“Two years ago today, Republicans in Congress passed a sweeping tax cut,” writes NPR’s Scott Horsley. “It was supposed to be a gift-wrapped present to taxpayers and the economy. But in hindsight, it looks more like a costly lump of coal.”
Horsley, NPR's chief economics correspondent, says the economy appears to have received a short-term boost from the tax cuts, but the effect wore off quickly. Overall, the tax cut package pushed through Congress on a party-line vote has failed to fulfill its promises, he says, providing details on some key issues:
- While President Trump said the tax cuts were meant to help “the folks who work in the mailrooms and the machine shops of America," more than half of the tax savings went to the top 20% of the income distribution, and corporations received the biggest cuts.
- Trump portrayed the tax cuts as “rocket fuel for our economy" and Senate Majority Leader Mitch McConnell said “America is ready to take off” when the tax cuts passed, but the economy grew at the same pace in 2018 (2.9%) that it did in 2015.
- Treasury Secretary Steven Mnuchin said the tax plan would pay for itself, but we’re facing $1 trillion deficits for years to come instead. “The tax cuts were never going to — and have not — come anywhere close to paying for themselves," said Maya MacGuineas of the Committee for a Responsible Federal Budget.
The Washington Post’s Catherine Rampell also took aim at the GOP tax cuts this week, saying Thursday that they were like a toddler who is “way behind on nearly all its developmental milestones.” Hitting on many of the same points as Horsley, Rampell mockingly proclaimed, “Welcome to your terrible twos, GOP tax cuts!”
And lest you think the bad reviews are only coming from the ostensibly liberal mainstream media, journalists aren’t the only ones offering critical remarks.
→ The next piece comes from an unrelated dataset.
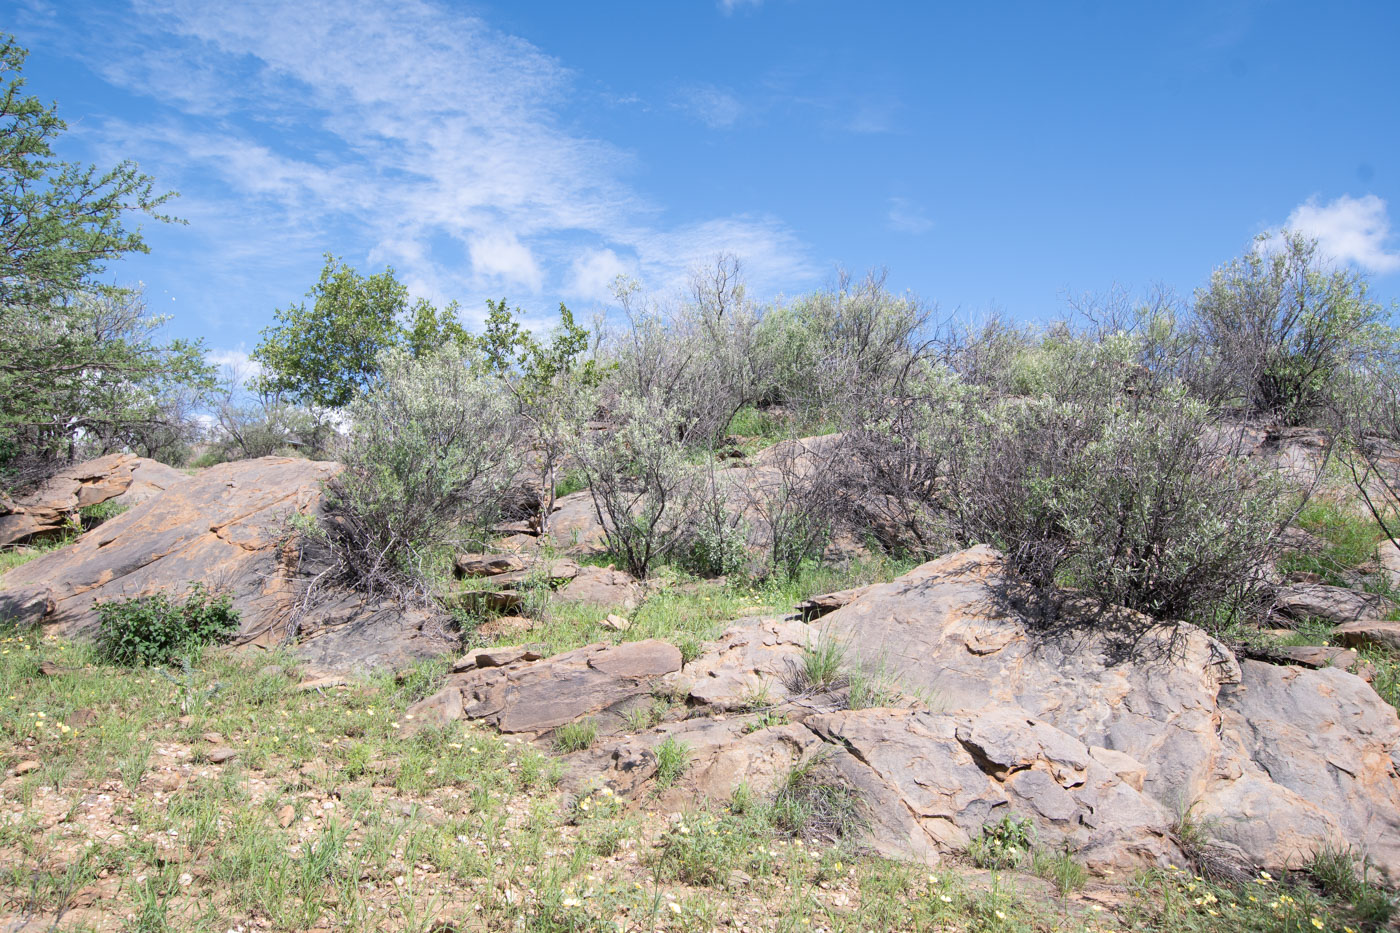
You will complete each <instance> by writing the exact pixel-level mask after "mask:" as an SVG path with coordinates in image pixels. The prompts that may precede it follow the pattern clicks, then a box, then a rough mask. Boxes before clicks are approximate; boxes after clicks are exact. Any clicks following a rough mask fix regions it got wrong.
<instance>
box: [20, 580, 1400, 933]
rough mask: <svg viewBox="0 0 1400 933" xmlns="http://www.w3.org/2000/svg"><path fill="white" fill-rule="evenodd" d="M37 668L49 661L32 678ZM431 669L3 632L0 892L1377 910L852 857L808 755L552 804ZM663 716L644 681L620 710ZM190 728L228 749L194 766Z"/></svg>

Earlier this week, Senate Finance Committee Chairman Chuck Grassley was asked about how the tax law would affect Trump in the 2020 election. The Iowa Republican said that while it probably wouldn’t hurt the president, “it definitely hasn't been any help to us." Most Americans received some kind of tax cut, Grassley said, but it was too small for most people to notice in their paychecks. "You don't notice it, so you don't even think about it," he said.